🤖 AI Summary
This study addresses key challenges in endometrial cancer screening using transvaginal ultrasound, including low image contrast, high operator dependency, scarcity of positive cases, and limited computational resources in primary care settings. To overcome these issues, the authors propose an efficient two-stage deep learning framework. First, a structure-guided cross-modal generative network synthesizes high-fidelity ultrasound images from unpaired MRI scans to alleviate data scarcity. Subsequently, a lightweight screening network incorporating gradient-based knowledge distillation and sparse attention mechanisms dynamically focuses on task-relevant regions while preserving critical anatomical structures.

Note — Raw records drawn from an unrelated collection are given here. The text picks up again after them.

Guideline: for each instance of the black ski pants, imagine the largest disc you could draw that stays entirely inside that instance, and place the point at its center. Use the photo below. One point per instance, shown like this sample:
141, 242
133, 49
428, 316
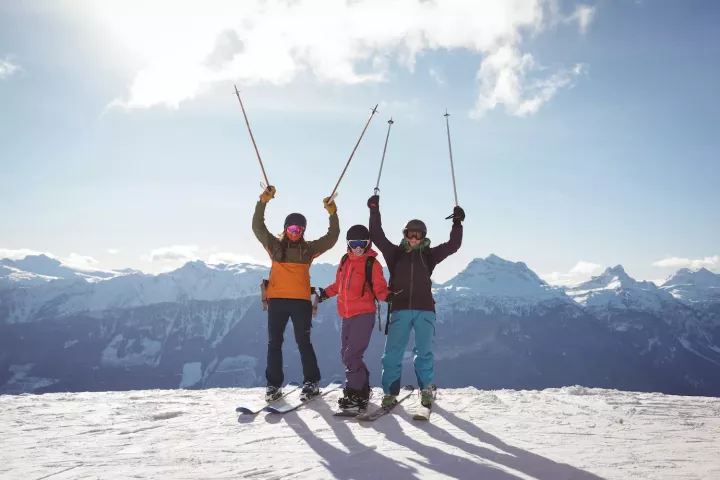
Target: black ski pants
280, 310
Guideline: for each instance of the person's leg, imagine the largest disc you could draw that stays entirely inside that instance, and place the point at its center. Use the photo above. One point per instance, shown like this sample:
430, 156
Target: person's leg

Evaluated on a multicenter cohort of 7,951 cases, the model achieves 99.5% sensitivity, 97.2% specificity, and an AUC of 0.987, with a computational cost of only 0.289 GFLOPs—significantly outperforming average expert performance.
📝 Abstract
Early detection of myometrial invasion is critical for the staging and life-saving management of endometrial carcinoma (EC), a prevalent global malignancy. Transvaginal ultrasound serves as the primary, accessible screening modality in resource-constrained primary care settings; however, its diagnostic reliability is severely hindered by low tissue contrast, high operator dependence, and a pronounced scarcity of positive pathological samples. Existing artificial intelligence solutions struggle to overcome this severe class imbalance and the subtle imaging features of invasion, particularly under the strict computational limits of primary care clinics. Here we present an automated, highly efficient two-stage deep learning framework that resolves both data and computational bottlenecks in EC screening. To mitigate pathological data scarcity, we develop a structure-guided cross-modal generation network that synthesizes diverse, high-fidelity ultrasound images from unpaired magnetic resonance imaging (MRI) data, strictly preserving clinically essential anatomical junctions. Furthermore, we introduce a lightweight screening network utilizing gradient distillation, which transfers discriminative knowledge from a high-capacity teacher model to dynamically guide sparse attention towards task-critical regions. Evaluated on a large, multicenter cohort of 7,951 participants, our model achieves a sensitivity of 99.5\%, a specificity of 97.2\%, and an area under the curve of 0.987 at a minimal computational cost (0.289 GFLOPs), substantially outperforming the average diagnostic accuracy of expert sonographers. Our approach demonstrates that combining cross-modal synthetic augmentation with knowledge-driven efficient modeling can democratize expert-level, real-time cancer screening for resource-constrained primary care settings.